Nigel Jones

Terror plots, threats to liberties, banks in crisis: welcome to Britain during the Napoleonic Wars

A review of In These Times: Living in Britain Through Napoleon’s Wars, 1793 – 1815, by Jenny Uglow. Britain shuddered in Bonaparte’s shadow, living in constant expectation of invasion and occupation

In our own troubled times it is useful and comforting to recollect that ’twas ever thus.  Violent threats against prominent politicians? Jenny Uglow reminds us that in 1802 Colonel Edward Despard, a British officer turned radical agitator, was the last person in England to be sentenced to be hanged, drawn and quartered, for a plot to kill King George III and the cabinet; while in 1812, the wildly unpopular hardline Tory Spencer Perceval became the only prime minister (so far) to be assassinated, the victim of John Bellingham, a deranged bankrupt.

Threats to civil liberties? The first Defence of the Realm Act was passed in 1798 by the younger William Pitt’s administration, extending the Treason Act to cover any political meeting and giving magistrates the power to detain without trial those they suspected of sedition, up to and including the leader of the Whig opposition, Charles James Fox.

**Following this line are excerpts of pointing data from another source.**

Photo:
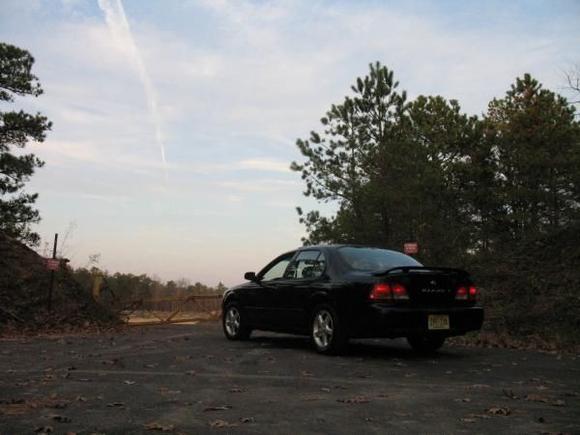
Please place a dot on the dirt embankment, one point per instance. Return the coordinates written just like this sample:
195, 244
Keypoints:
24, 289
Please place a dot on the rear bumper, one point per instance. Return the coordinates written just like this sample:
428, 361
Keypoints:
388, 321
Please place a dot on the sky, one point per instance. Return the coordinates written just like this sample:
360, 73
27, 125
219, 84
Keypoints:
175, 122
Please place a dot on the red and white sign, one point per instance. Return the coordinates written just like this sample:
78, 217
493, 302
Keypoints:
411, 248
52, 263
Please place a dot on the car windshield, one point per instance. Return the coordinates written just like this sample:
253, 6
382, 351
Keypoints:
375, 259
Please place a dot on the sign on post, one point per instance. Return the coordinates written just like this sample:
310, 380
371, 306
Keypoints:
52, 263
411, 248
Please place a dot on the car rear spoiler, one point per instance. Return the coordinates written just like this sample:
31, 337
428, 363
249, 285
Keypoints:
406, 269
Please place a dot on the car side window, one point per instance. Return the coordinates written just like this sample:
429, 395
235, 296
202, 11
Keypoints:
307, 265
276, 270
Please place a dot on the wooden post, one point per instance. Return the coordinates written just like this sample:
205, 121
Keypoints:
52, 275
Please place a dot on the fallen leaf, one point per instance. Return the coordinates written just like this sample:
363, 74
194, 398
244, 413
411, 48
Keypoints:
60, 418
355, 400
236, 390
510, 394
217, 408
159, 427
537, 398
497, 410
221, 423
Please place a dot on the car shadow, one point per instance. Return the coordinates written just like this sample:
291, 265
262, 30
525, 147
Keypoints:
369, 349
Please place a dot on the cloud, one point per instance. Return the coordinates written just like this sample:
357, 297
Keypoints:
264, 185
117, 22
266, 165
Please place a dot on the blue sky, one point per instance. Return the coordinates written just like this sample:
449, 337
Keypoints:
225, 88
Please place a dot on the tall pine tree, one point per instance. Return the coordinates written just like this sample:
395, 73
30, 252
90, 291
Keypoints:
16, 130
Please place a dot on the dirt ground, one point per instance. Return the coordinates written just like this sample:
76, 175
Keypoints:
189, 379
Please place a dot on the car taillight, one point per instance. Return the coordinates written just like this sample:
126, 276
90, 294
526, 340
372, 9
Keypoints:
472, 292
381, 291
461, 294
466, 293
400, 292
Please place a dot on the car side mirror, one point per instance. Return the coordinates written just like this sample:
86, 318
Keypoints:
251, 276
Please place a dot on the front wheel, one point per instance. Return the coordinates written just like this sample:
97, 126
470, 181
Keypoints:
328, 334
234, 323
426, 343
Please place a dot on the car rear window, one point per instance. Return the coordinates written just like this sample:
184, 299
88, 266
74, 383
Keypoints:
375, 259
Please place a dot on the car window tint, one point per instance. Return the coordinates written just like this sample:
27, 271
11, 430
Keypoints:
276, 271
306, 265
375, 259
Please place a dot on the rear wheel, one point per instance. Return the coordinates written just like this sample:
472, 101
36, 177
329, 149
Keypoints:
426, 343
234, 323
327, 332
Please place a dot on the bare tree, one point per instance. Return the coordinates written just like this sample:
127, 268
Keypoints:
573, 83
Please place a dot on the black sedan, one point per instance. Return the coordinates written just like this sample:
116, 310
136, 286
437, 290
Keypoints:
334, 293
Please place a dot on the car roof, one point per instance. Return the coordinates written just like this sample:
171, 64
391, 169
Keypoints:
341, 245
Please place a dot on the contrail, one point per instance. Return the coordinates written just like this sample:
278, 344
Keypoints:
119, 26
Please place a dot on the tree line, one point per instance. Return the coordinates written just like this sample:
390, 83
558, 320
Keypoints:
422, 170
498, 194
126, 287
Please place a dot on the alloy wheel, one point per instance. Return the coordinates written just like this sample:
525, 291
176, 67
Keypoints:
232, 321
323, 329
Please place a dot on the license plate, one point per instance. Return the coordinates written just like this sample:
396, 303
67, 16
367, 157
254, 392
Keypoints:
438, 321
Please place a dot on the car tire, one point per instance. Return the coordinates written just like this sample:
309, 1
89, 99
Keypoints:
234, 323
426, 343
327, 332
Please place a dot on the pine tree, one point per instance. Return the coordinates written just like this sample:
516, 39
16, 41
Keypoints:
16, 130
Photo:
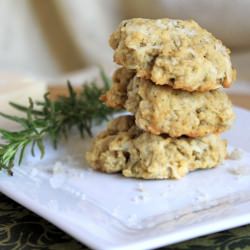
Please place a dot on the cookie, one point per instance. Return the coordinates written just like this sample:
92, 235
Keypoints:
177, 53
163, 110
125, 148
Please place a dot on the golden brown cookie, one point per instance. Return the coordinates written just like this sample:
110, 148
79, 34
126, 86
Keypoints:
163, 110
177, 53
125, 148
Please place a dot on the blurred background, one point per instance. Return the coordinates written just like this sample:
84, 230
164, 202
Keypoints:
52, 38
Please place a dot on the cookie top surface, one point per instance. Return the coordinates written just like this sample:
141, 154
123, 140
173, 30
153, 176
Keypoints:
163, 110
124, 148
177, 53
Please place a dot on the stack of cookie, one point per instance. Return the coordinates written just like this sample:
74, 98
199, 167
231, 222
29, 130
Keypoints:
170, 81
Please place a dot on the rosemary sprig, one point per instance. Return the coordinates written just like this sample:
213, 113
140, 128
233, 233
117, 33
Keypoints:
53, 119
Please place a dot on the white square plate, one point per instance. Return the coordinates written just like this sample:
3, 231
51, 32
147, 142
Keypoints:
112, 212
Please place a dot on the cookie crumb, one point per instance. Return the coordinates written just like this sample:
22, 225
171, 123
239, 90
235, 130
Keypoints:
240, 171
236, 154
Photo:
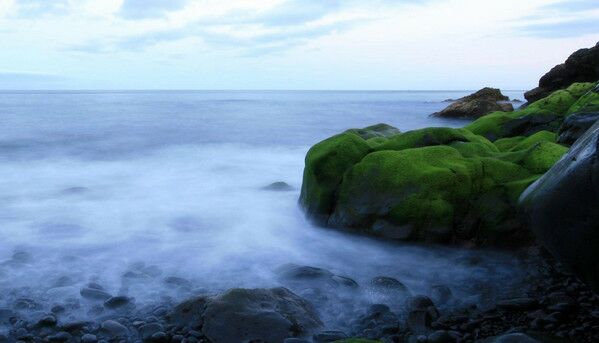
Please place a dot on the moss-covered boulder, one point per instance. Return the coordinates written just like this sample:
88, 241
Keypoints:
326, 162
439, 184
545, 114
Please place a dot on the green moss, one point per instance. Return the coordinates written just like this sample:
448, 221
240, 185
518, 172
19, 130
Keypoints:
505, 144
559, 102
589, 102
431, 136
325, 164
542, 156
541, 136
377, 130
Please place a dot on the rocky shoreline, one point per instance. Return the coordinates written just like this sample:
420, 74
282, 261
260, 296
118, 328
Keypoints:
557, 307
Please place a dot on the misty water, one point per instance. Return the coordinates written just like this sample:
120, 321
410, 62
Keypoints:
129, 189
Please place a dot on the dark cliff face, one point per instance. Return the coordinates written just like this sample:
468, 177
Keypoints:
581, 66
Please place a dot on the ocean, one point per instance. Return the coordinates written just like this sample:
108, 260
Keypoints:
135, 189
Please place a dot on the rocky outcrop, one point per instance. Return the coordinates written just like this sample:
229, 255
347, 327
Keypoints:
477, 104
562, 207
575, 126
445, 185
581, 66
266, 315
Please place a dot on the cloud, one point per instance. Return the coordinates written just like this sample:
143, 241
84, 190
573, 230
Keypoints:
561, 19
37, 8
143, 9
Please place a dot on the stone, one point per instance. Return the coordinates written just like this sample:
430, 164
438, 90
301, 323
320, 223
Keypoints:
581, 66
259, 314
561, 208
575, 126
114, 329
477, 104
94, 294
278, 186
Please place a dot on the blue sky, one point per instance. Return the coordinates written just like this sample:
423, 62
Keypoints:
288, 44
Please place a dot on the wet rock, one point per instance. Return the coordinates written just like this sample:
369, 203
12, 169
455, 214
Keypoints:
440, 336
147, 331
513, 338
278, 186
188, 313
575, 125
265, 314
518, 304
388, 283
48, 320
114, 329
89, 338
581, 66
562, 205
60, 337
118, 301
94, 294
477, 104
300, 276
177, 281
328, 336
441, 294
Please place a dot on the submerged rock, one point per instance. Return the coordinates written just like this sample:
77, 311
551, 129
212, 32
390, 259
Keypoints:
581, 66
270, 315
562, 207
278, 186
477, 104
575, 126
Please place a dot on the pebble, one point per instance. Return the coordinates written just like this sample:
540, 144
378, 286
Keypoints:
89, 338
94, 294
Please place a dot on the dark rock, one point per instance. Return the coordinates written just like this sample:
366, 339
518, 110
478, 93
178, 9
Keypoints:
147, 331
295, 275
328, 336
114, 329
118, 301
60, 337
581, 66
188, 313
441, 294
440, 336
576, 125
388, 283
94, 294
477, 104
89, 338
266, 314
278, 186
513, 338
562, 207
518, 304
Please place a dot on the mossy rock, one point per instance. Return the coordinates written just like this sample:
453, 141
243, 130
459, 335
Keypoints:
375, 131
425, 194
431, 136
325, 164
545, 114
589, 102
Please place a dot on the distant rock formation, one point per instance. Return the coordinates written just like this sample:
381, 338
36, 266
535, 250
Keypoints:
581, 66
477, 104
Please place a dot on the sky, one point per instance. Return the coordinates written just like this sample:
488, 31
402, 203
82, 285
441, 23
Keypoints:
289, 44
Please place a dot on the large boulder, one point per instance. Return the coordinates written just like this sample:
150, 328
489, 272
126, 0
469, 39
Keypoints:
544, 114
477, 104
575, 126
265, 315
562, 207
581, 66
433, 184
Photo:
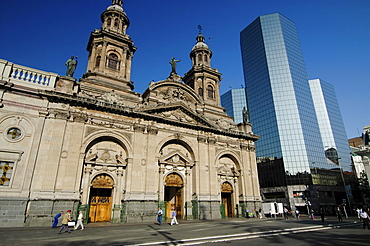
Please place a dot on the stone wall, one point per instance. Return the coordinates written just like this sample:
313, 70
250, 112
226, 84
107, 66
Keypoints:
12, 212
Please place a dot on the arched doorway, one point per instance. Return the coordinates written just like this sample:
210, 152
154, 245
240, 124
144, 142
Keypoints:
226, 198
101, 198
173, 194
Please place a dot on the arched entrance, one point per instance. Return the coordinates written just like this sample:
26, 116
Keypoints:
173, 194
101, 198
226, 198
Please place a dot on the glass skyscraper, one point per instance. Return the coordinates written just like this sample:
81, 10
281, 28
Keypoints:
234, 101
331, 124
291, 152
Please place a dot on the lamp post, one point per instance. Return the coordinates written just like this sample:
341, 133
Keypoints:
345, 190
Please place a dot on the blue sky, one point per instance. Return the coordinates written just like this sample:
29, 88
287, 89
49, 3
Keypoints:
334, 36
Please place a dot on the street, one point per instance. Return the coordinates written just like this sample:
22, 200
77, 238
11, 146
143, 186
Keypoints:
234, 231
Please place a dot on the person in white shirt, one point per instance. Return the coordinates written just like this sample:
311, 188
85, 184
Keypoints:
79, 221
174, 220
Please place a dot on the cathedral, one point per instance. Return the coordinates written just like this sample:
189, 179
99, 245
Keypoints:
97, 146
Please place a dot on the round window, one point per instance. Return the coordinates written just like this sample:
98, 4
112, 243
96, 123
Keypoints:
14, 133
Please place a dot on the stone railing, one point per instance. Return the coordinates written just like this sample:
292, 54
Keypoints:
26, 76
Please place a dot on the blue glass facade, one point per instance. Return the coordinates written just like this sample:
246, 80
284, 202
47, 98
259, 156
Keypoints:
234, 101
302, 133
279, 96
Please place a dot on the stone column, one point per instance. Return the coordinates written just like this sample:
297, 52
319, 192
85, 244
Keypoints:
86, 184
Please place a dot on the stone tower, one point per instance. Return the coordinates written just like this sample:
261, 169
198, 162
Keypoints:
204, 79
110, 54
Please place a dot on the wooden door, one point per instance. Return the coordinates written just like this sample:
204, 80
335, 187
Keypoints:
100, 207
226, 201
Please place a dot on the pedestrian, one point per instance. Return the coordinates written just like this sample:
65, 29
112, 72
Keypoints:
66, 218
79, 221
159, 216
358, 213
297, 214
174, 220
365, 219
339, 214
286, 213
312, 214
322, 214
56, 219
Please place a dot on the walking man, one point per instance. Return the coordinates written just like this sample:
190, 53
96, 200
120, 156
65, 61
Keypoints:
297, 214
286, 212
159, 216
365, 219
56, 219
79, 221
66, 218
174, 220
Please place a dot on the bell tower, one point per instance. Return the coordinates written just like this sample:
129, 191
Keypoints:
111, 50
204, 79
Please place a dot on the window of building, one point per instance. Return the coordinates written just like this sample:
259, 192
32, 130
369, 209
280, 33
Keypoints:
116, 23
14, 133
210, 91
200, 91
6, 171
97, 62
113, 61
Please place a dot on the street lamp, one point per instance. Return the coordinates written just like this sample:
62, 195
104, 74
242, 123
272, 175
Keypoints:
345, 190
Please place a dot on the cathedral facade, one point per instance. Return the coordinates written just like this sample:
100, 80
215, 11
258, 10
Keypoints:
97, 146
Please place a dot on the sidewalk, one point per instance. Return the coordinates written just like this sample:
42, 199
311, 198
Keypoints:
105, 233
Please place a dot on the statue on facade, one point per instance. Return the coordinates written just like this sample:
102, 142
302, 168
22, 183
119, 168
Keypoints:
173, 63
245, 115
71, 66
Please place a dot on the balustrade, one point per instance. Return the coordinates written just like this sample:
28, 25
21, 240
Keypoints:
26, 76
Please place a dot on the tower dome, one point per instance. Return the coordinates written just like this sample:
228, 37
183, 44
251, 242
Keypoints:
114, 18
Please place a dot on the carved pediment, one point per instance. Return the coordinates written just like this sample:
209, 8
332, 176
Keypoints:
177, 111
176, 158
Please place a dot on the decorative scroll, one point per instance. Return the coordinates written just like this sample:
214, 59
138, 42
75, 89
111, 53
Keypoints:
226, 187
6, 170
174, 179
102, 181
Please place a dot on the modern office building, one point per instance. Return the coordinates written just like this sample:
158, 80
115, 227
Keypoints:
292, 164
234, 101
331, 124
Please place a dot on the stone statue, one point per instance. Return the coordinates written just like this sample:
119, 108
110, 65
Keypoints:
71, 66
245, 115
173, 63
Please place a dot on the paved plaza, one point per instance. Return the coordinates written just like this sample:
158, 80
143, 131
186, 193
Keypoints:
233, 231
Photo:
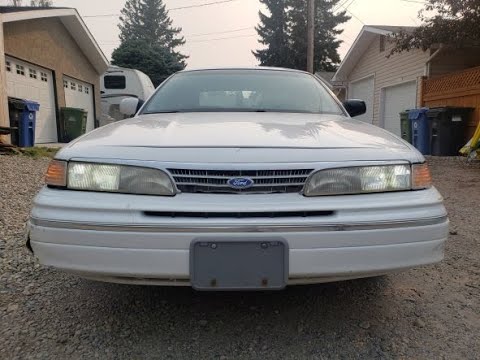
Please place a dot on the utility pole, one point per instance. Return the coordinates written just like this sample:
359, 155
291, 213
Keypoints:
310, 34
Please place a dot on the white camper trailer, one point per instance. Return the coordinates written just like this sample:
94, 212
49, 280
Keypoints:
119, 83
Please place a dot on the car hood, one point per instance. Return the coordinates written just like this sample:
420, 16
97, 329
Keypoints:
268, 131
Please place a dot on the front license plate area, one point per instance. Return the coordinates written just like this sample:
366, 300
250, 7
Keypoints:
239, 265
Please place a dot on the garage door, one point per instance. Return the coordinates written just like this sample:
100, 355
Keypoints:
35, 83
80, 95
363, 90
397, 99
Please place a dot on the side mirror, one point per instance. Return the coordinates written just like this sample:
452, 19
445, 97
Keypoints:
355, 107
129, 106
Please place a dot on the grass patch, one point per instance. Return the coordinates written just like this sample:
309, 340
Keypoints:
39, 152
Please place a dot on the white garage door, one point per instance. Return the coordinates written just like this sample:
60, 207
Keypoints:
363, 90
35, 83
80, 95
397, 99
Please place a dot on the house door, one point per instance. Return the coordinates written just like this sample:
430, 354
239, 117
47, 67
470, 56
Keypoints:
79, 94
32, 82
395, 100
363, 90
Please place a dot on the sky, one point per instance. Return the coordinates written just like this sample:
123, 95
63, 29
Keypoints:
223, 34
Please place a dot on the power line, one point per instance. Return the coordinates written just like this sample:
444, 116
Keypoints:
224, 38
172, 9
220, 32
414, 1
201, 5
351, 13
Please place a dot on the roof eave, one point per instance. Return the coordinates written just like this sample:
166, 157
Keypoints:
74, 24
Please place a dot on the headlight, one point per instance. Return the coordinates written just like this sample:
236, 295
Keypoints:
358, 180
118, 178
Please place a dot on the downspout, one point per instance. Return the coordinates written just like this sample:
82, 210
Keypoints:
4, 118
431, 58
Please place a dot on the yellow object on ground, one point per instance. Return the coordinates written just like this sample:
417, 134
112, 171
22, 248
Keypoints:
472, 148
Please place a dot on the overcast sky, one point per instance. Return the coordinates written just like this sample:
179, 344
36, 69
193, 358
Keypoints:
219, 48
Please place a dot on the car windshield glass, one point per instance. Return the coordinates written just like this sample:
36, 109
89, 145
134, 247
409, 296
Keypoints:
242, 90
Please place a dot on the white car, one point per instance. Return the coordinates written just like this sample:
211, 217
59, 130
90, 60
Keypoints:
233, 179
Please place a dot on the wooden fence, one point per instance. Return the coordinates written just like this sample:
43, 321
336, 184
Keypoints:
460, 89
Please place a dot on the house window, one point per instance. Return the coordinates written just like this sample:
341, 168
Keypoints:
20, 70
382, 43
114, 82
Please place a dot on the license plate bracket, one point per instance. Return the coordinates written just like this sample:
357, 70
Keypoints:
256, 264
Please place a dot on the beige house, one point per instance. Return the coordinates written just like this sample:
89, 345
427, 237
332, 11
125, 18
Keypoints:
392, 84
48, 55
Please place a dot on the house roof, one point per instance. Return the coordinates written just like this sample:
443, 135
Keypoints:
361, 44
72, 22
10, 9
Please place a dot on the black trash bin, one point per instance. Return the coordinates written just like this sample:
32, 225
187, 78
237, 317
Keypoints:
406, 126
448, 127
22, 114
15, 111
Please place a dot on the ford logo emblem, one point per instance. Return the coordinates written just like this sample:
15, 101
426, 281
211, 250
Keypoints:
240, 183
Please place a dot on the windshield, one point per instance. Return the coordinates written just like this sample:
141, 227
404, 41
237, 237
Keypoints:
242, 90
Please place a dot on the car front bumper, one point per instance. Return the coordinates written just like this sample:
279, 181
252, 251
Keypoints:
108, 236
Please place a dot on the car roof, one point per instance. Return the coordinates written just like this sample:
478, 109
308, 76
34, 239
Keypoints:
258, 68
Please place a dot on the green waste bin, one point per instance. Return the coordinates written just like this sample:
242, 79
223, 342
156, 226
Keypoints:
406, 126
73, 123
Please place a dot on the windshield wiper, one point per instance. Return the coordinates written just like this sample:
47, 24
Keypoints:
162, 112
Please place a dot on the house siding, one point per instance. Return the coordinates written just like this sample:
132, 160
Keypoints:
47, 43
397, 69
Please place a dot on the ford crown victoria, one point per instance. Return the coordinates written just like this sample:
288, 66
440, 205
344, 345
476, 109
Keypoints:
231, 179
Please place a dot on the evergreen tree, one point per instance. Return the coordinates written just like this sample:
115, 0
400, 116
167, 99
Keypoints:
326, 34
273, 33
148, 40
152, 59
41, 3
285, 34
450, 22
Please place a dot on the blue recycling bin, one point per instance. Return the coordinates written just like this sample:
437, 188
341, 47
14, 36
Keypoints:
26, 128
420, 130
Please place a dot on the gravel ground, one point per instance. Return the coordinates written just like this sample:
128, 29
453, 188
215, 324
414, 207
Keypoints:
427, 313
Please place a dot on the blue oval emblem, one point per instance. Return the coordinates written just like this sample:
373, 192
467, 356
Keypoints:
240, 183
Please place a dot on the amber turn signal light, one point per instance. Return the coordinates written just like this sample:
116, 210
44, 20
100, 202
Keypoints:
56, 173
421, 179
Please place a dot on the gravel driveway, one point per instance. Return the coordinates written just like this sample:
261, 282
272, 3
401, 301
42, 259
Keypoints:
427, 313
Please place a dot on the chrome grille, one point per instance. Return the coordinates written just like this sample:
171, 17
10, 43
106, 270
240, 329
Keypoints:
216, 181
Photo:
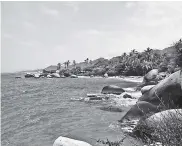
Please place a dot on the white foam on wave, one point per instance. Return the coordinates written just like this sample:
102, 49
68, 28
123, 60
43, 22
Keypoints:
124, 101
128, 126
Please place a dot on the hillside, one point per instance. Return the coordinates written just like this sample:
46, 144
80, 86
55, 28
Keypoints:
132, 64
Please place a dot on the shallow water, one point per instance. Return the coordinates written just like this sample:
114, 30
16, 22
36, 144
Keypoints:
34, 112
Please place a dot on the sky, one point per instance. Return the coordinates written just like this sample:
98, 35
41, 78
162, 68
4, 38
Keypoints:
35, 35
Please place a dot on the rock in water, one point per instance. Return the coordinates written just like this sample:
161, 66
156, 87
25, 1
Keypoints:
168, 91
29, 75
74, 76
64, 141
127, 96
112, 89
159, 124
105, 75
56, 75
139, 110
151, 75
146, 88
112, 108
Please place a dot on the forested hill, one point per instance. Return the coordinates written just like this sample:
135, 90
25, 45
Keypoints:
133, 63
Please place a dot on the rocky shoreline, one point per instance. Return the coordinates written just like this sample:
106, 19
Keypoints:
143, 102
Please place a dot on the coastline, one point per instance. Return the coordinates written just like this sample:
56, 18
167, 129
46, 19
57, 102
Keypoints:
136, 79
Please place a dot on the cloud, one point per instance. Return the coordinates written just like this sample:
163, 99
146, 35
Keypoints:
29, 25
72, 5
129, 4
29, 43
154, 14
50, 11
7, 36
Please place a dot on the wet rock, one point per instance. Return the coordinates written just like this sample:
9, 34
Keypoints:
112, 89
140, 109
151, 76
168, 92
64, 141
74, 76
127, 96
29, 75
158, 123
112, 108
55, 75
146, 88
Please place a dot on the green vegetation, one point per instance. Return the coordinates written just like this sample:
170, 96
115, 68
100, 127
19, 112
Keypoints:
131, 64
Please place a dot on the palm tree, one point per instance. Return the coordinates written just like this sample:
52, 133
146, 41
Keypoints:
58, 66
86, 60
74, 63
65, 64
68, 62
148, 53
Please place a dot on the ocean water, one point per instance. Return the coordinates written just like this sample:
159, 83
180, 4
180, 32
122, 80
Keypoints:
34, 112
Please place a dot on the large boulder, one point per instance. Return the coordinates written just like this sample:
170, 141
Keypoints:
151, 76
74, 76
112, 89
166, 124
146, 88
64, 141
55, 75
29, 75
112, 108
168, 92
139, 110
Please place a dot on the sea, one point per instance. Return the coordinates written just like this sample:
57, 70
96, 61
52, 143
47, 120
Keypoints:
35, 112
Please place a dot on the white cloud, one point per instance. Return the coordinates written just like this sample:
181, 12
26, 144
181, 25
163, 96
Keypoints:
154, 14
29, 25
73, 5
129, 4
50, 11
7, 36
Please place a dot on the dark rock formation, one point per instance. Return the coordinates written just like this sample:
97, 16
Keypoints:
127, 96
140, 109
168, 91
112, 89
146, 88
112, 108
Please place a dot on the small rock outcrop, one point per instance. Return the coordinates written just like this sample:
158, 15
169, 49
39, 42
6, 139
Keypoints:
146, 88
157, 124
151, 76
55, 75
64, 141
140, 109
112, 89
112, 108
74, 76
168, 91
29, 75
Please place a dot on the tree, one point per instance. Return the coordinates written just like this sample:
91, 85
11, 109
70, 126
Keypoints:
74, 63
65, 64
68, 62
86, 60
58, 66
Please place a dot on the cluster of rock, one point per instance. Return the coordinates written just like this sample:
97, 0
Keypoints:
161, 95
47, 75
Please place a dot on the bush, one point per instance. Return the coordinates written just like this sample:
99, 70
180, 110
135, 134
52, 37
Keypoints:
167, 129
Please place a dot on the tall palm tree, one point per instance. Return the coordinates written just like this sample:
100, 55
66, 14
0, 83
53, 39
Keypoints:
74, 63
65, 64
68, 62
86, 60
58, 66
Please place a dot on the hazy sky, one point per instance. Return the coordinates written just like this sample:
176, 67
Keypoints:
38, 34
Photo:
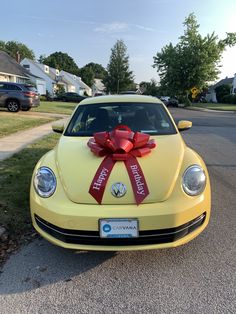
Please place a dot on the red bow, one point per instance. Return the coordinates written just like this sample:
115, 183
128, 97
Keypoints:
121, 144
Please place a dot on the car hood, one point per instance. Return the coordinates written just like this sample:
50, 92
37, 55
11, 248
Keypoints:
77, 166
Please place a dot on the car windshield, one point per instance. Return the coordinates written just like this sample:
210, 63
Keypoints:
147, 118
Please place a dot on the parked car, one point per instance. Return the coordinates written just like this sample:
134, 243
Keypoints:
72, 97
16, 96
120, 178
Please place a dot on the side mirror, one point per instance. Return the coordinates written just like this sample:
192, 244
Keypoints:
58, 128
184, 125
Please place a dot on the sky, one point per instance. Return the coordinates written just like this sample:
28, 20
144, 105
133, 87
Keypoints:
88, 29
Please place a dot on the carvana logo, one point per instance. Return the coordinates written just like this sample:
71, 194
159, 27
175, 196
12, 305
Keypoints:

Financial crises? In 1810 the bank Brickwood, Rainer & Co. crashed with debts of more than half a million pounds, taking down with it as it fell provincial banks in Salisbury and Exeter and five City of London merchant houses.

The following year no fewer than 20 banks closed their doors. The crisis caused the gloomy economist David Ricardo to warn that exchanging gold for worthless paper banknotes meant rampant inflation. Meanwhile the Revd Thomas Malthus complained that the incorrigible tendency of the feckless poor to reproduce themselves without the means to support their progeny would result in inevitable mass starvation.

In the event (perhaps thanks to a court character reference from an old comrade-in-arms, Admiral Horatio Nelson), Despard and half a dozen of his co-conspirators were spared the painful indignity of having their genitals hacked off and their guts extracted and burned before their eyes, and were merely hanged and then beheaded, before a delirious 20,000-strong crowd on a gaol roof in Southwark.